Qui de mieux placés que les influenceurs pour expliquer les tendances à des millenials ? Tiphaine Cazanave, en charge de la stratégie influence chez Fabernovel, accompagne de grandes entreprises à trouver les influenceurs les plus pertinents pour optimiser leur stratégie marketing. « Chez Fabernovel on pense qu’un influenceur permet d’humaniser un discours de marque, de le légitimer. Il apporte une expérience tangible au consommateur, et, le plus important, il crée une réelle proximité avec le consommateur dans cette espace de confiance », nous précise-t-elle.

Depuis leur apparition, qu’on pourrait faire remonter au début des années 2010, les influenceurs sont devenus incontournables et s’intègrent à la majorité des stratégies marketings à travers le globe. Pourtant, le vent pourrait bien tourner. Instagram, la maison mère des influenceurs s’engage à faire disparaître les likes d’ici 2020. Un outil indispensable aux marques dans le recrutement de leurs ambassadeurs 2.0. De plus le marché du marketing d’influence est tellement grandissant que les marques s’y perdent parfois. Selon Tiphaine Cazanave, la stratégie d’influence est devenue biaisée. Elle est détériorée par la demande des marques, qui selon elle « brident l’authenticité et la créativité des influenceurs ». 

L’influence a toujours existé mais sous différentes formes.
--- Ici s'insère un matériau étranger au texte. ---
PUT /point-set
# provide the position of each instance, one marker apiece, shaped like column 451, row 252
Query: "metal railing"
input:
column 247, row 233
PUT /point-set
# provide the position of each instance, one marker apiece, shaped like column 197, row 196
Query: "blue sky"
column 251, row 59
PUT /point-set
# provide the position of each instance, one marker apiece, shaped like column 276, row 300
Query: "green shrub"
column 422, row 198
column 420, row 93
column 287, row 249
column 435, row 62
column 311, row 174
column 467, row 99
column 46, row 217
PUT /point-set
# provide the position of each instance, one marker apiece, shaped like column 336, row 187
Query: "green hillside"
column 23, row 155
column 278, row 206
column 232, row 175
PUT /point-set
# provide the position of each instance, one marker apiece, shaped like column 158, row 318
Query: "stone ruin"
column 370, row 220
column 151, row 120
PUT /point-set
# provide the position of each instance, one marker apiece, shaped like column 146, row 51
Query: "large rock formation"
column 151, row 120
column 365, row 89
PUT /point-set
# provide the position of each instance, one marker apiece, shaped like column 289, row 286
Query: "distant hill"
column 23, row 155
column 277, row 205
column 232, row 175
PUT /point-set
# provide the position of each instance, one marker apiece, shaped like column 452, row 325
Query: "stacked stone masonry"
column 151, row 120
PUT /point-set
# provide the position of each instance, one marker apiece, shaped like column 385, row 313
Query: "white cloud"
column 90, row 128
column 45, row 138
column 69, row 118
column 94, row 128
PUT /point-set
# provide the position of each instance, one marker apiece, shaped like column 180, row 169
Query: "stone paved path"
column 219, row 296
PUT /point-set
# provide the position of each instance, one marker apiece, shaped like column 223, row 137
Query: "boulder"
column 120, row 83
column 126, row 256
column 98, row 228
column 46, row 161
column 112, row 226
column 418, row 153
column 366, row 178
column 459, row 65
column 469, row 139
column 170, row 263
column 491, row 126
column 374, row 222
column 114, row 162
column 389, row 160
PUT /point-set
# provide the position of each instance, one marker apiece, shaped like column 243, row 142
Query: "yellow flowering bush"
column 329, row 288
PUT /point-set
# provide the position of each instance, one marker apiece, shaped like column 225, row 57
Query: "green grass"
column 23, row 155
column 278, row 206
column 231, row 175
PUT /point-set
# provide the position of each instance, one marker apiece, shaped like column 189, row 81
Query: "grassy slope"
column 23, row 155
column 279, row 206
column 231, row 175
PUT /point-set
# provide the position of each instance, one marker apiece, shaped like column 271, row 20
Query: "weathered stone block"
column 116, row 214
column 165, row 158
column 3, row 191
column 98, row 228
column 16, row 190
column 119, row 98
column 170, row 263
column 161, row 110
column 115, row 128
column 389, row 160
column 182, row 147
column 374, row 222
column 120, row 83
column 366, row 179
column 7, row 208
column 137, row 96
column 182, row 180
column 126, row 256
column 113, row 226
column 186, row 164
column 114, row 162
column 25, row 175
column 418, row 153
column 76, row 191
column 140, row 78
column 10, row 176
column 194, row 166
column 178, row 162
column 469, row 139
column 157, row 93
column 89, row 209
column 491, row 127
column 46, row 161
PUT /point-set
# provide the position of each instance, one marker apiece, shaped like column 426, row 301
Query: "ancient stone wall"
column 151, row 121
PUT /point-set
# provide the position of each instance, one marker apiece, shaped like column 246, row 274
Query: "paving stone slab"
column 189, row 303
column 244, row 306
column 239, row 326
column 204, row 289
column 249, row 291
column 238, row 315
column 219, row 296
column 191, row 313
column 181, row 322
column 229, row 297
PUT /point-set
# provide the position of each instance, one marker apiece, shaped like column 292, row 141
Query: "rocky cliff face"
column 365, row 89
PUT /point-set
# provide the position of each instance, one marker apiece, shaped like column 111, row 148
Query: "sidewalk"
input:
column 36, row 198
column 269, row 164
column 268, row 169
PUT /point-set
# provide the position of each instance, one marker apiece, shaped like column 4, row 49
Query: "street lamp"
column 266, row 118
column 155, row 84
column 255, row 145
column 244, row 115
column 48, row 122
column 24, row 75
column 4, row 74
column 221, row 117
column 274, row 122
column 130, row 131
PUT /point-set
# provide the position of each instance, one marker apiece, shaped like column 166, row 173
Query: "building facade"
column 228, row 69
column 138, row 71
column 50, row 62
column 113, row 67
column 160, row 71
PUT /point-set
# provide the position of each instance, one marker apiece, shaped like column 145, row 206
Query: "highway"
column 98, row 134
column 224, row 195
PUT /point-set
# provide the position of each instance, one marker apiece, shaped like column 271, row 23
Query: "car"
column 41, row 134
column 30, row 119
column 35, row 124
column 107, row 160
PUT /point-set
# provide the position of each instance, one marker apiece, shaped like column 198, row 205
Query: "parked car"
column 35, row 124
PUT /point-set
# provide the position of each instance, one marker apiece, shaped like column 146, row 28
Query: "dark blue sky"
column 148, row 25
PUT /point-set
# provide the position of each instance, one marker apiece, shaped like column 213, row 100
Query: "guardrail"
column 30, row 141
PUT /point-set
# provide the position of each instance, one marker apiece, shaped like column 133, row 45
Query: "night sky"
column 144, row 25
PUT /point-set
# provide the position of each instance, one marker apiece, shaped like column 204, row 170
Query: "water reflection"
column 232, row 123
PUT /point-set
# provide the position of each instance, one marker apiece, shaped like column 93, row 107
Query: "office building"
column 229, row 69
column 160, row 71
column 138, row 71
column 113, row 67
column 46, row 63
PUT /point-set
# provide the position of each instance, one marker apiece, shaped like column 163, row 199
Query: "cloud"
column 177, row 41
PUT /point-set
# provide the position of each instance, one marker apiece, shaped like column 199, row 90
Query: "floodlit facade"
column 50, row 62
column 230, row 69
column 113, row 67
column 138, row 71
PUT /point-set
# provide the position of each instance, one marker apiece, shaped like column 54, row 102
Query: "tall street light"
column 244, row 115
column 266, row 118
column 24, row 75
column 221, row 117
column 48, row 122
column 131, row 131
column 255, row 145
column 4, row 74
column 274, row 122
On a eu les top models, les pop stars, maintenant les youtubeurs, et ça ne va qu’évoluer.

La stratégie d’influence est-elle vouée à n’être qu’un simple effet de mode ? La question se pose mais c’est sur un autre constat qu’il faut s’arrêter. Aujourd’hui, la génération connectée ne tourne plus les pages, elle double clique. On scroll, on screen, on harcèle son clavier, puis on aime, encore et encore. Sur nos réseaux sociaux favoris, les influenceurs ont su former avec leur communauté un lien d’amitié pas si virtuelle. Si les plateformes d’aujourd’hui changeront demain, la jeune génération d’influenceurs a cristallisé l’idée que la créativité et l’authenticité sont deux nouveaux outils de pouvoir. 

« Je ne sais pas si Instagram et YouTube vont durer mais je pense que le métier d’influenceur va rester et les plateformes vont évoluer, affirme Léna Mahfouf. Reste à chaque influenceur d’utiliser sa créativité à bon escient pour la faire perdurer. » Chloé Ortiz, elle, loue les valeurs prônées par la jeune génération d’influenceurs et leurs abonnés : « ils sont plus ouverts notamment sur les questions d’acception de soi à travers la diversité des corps et des genres. » Preuve que la génération connectée est ouverte d’esprit, et garde un œil sur l’avenir, même si l’autre est rivé sur son cellulaire.